Just as the invasive Bromus inermis (smooth brome) is detrimental to the patch dynamics of Spartina pectinata (prairie cordgrass) grasslands in North Dakota (Dillemuth et al. 2009), it is likely this assemblage of EAGs are detrimental for the recruitment, survival, growth of native plant species. The uninvaded woodlands contained a range of gap sizes, and as is typical, grasses only occupied 30–50% of the ground cover (Lunt et al. 1998). Gaps provide spaces for recruitment and both gap size and gap distribution influence the average distance between individuals in consecutive generations (Bergelson et al. 1993). The lack of medium (>10 cm length) to large gaps (>30 cm length) in the exotic dominated woodlands is likely to determine the suitability of techniques for successful re-introduction of native grasses for ecological restoration. Suitable micro-sites may need to be created for some species by herbicide application, burning or tilling (Clarke and Davison 2004).

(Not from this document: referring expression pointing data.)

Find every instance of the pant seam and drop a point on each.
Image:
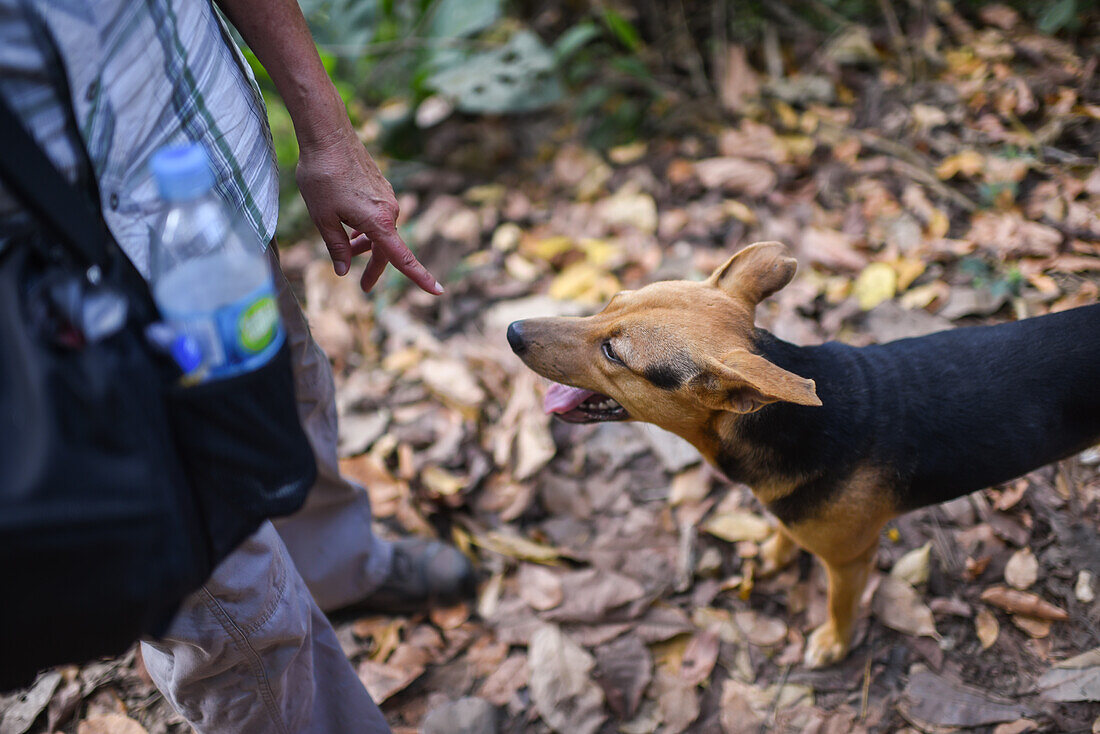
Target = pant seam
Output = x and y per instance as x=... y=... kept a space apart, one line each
x=252 y=658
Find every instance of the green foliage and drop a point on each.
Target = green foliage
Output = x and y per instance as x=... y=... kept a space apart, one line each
x=999 y=280
x=1057 y=15
x=517 y=77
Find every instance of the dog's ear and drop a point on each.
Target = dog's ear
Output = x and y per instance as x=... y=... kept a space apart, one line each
x=744 y=382
x=756 y=272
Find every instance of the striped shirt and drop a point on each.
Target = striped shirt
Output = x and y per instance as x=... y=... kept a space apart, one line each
x=142 y=74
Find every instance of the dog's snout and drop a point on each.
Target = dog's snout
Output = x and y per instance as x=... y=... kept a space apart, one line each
x=516 y=337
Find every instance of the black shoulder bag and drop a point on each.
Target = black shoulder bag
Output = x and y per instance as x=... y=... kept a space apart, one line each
x=120 y=490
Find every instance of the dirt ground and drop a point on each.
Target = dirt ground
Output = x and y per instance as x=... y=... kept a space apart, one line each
x=619 y=589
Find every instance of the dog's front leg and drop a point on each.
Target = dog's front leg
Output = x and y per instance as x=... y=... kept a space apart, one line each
x=846 y=582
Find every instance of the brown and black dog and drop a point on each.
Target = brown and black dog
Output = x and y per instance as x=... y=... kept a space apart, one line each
x=834 y=440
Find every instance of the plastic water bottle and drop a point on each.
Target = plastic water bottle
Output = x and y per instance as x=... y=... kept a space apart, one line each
x=211 y=278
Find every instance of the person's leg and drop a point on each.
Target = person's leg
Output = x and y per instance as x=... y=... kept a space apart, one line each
x=251 y=652
x=330 y=539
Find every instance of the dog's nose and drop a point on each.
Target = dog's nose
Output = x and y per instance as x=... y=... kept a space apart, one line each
x=516 y=337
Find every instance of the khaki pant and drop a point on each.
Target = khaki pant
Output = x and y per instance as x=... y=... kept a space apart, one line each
x=251 y=650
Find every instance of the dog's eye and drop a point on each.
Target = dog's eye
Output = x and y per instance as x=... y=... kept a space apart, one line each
x=609 y=353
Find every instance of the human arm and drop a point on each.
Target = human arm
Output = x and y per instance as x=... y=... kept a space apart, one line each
x=339 y=181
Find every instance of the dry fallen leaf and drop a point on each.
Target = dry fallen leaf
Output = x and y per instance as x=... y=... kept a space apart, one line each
x=516 y=547
x=1082 y=589
x=591 y=594
x=440 y=482
x=624 y=668
x=877 y=283
x=746 y=708
x=450 y=617
x=899 y=606
x=913 y=567
x=1022 y=569
x=564 y=696
x=502 y=683
x=700 y=656
x=736 y=175
x=675 y=700
x=969 y=163
x=737 y=525
x=110 y=723
x=759 y=628
x=539 y=587
x=1022 y=602
x=1033 y=626
x=987 y=627
x=938 y=701
x=1076 y=679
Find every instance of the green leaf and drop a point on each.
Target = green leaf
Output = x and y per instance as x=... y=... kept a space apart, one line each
x=574 y=39
x=517 y=77
x=1057 y=15
x=344 y=26
x=623 y=29
x=455 y=19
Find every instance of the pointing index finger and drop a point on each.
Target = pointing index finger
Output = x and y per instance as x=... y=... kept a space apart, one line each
x=403 y=259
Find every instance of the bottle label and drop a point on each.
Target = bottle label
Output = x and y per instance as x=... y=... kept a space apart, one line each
x=257 y=325
x=250 y=328
x=238 y=337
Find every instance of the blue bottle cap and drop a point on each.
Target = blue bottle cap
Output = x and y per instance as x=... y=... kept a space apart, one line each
x=187 y=353
x=182 y=172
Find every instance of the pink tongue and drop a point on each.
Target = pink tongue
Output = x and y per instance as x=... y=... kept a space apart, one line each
x=563 y=398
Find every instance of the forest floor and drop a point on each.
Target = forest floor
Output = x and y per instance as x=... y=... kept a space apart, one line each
x=619 y=590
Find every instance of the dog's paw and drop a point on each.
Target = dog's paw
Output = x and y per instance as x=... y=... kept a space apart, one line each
x=825 y=647
x=776 y=554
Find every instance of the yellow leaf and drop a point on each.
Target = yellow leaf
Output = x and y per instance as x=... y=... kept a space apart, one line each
x=441 y=482
x=913 y=567
x=628 y=153
x=877 y=283
x=924 y=295
x=938 y=225
x=110 y=723
x=402 y=360
x=551 y=247
x=909 y=270
x=738 y=525
x=969 y=163
x=739 y=211
x=520 y=269
x=1022 y=569
x=517 y=547
x=987 y=627
x=585 y=283
x=506 y=237
x=597 y=252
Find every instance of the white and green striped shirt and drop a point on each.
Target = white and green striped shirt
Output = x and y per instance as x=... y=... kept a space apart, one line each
x=142 y=74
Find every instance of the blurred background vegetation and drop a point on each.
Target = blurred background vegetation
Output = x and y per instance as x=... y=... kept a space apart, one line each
x=609 y=72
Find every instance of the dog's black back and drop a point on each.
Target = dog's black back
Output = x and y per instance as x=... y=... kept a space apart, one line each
x=943 y=415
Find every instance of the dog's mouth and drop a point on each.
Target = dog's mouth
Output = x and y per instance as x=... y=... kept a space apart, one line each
x=580 y=405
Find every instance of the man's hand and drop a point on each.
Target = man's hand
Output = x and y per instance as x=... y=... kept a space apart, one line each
x=337 y=177
x=341 y=185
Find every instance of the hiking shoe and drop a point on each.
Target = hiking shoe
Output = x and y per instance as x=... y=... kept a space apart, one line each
x=425 y=574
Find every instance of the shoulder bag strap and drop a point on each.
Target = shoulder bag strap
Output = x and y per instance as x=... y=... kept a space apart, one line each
x=54 y=201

Competition for light can be an important mechanism driving plant diversity loss when productivity increases after soil nutrient enrichment (Hautier et al. 2009). In our system EAG invasion is rarely successful in woodlands which do not have a history of disturbance, with EAG invasion also associated with increased soil nitrate or phosphorous (Dorrough et al. 2006; Lindsay and Cunningham 2011; Prober et al. 2002b). The native understorey flora generally responds negatively to increased nitrate and phosphorous, with only a few species increasing in cover when nitrogen is elevated (e.g. Microlaena and Austrodanthonia spp.) (Lodge and Whalley 1985). It is possible that the nutrient enriched EAG dominated sites could have higher productivity during late winter and spring than the uninvaded sites. This combined with the small gap size could reduce the number of patches where the ground receives adequate light for native seedlings and small forbs to survive following EAG invasion.

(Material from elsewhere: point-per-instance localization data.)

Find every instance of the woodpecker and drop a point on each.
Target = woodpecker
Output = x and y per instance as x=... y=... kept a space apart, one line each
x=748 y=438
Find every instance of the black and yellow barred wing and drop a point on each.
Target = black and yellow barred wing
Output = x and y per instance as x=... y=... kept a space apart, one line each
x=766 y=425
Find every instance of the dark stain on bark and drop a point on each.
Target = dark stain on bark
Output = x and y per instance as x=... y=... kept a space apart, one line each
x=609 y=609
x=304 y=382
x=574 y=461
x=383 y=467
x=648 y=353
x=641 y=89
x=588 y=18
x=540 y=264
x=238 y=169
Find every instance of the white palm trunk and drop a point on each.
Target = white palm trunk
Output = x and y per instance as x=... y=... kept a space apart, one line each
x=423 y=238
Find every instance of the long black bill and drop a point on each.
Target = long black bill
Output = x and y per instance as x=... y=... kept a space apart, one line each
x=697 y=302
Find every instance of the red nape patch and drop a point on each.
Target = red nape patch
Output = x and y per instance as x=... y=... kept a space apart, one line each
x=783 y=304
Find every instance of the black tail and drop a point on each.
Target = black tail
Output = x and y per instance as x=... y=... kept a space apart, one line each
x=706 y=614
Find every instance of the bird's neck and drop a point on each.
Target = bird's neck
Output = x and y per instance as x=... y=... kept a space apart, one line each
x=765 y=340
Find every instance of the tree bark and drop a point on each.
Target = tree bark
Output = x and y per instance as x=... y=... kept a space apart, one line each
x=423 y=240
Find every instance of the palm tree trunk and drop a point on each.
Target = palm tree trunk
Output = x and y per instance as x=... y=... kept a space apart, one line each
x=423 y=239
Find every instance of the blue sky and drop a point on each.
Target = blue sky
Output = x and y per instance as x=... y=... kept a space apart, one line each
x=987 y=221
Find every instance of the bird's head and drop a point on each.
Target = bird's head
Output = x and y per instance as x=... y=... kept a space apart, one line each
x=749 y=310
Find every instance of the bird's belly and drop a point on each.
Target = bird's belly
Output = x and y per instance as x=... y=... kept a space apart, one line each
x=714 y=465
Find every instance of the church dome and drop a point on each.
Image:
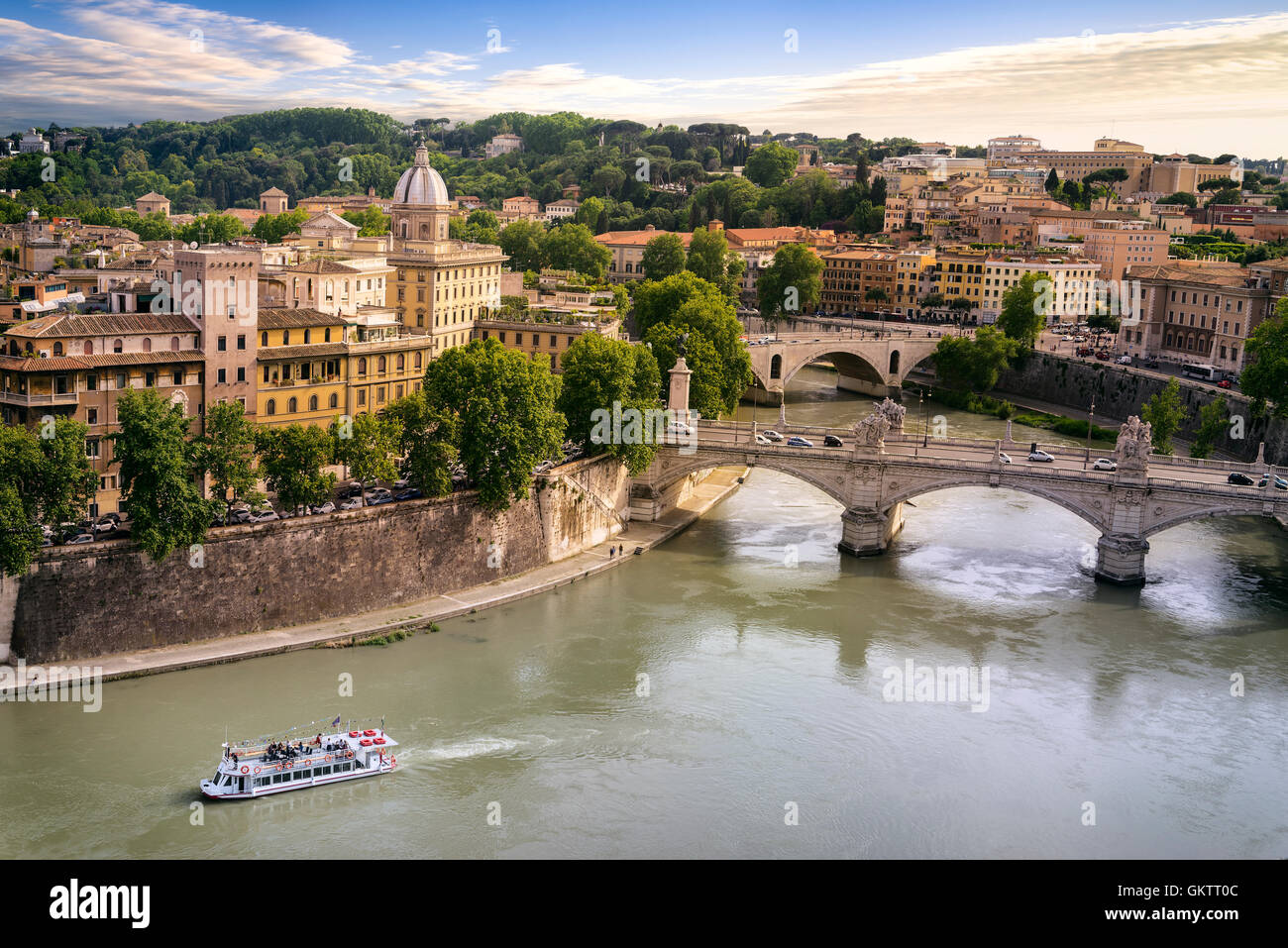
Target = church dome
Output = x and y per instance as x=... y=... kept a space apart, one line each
x=420 y=183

The findings presented here suggest that EAGs are drivers of community change, and the findings of previous studies suggest that the EAGs are passengers of agricultural disturbance. We do not know if the passenger or driver model is predominately responsible for the EAG dominance, or if both models are of similar importance in invaded grassy woodlands. MacDougall and Turkington (2005) concluded that the impacts of invasive grasses on community structure in an oak woodland were more dominated by noninteractive factors then competition, such that the passenger model better explained exotic grass dominance. However, they also found that the driver model played a significant role in shaping the community structure, with the exotic grasses also having suppressive and facilitative effects.

The reduction in spatial heterogeneity we quantified in the EAG invaded woodlands was at a small scale (<1 m). This work does, however, have implications at larger scales, with cool season annual grass invasion occurring at large scales (<1 ha) in grassy eucalypt woodlands, Australian temperate grasslands (Lenz and Facelli 2006) and various grassland, oak woodland and grass-shrub communities in North America (e.g. Belnap and Phillips 2001; Holmes and Rice 1996; Mack 1981).

While individually these exotic annual grass species may pose little threat to the woodland ground-layer, our study shows that as an assemblage they have a transforming effect on the habitat structure. The woodlands we investigated are a part of an endangered ecological community recognised by the Australian Government (Environment Protection and Biodiversity Conservation Act 1999), with less than 5% of the original cover remaining and most in poor condition. Control and management of these EAGs in native vegetation has been limited. This work illustrates that once EAG have invaded and naturalised, they can alter the structure of grassy woodlands in a way that needs to be considered when managing for conservation or biodiversity outcomes. Methods for re-introduction of native grass into invaded woodlands and how to shift the competitive balance to native grasses in invaded woodlands are being trialled (Cole et al. 2004; Lindsay and Cunningham 2011; Prober and Lunt 2009), but are yet to be tested on a site scale.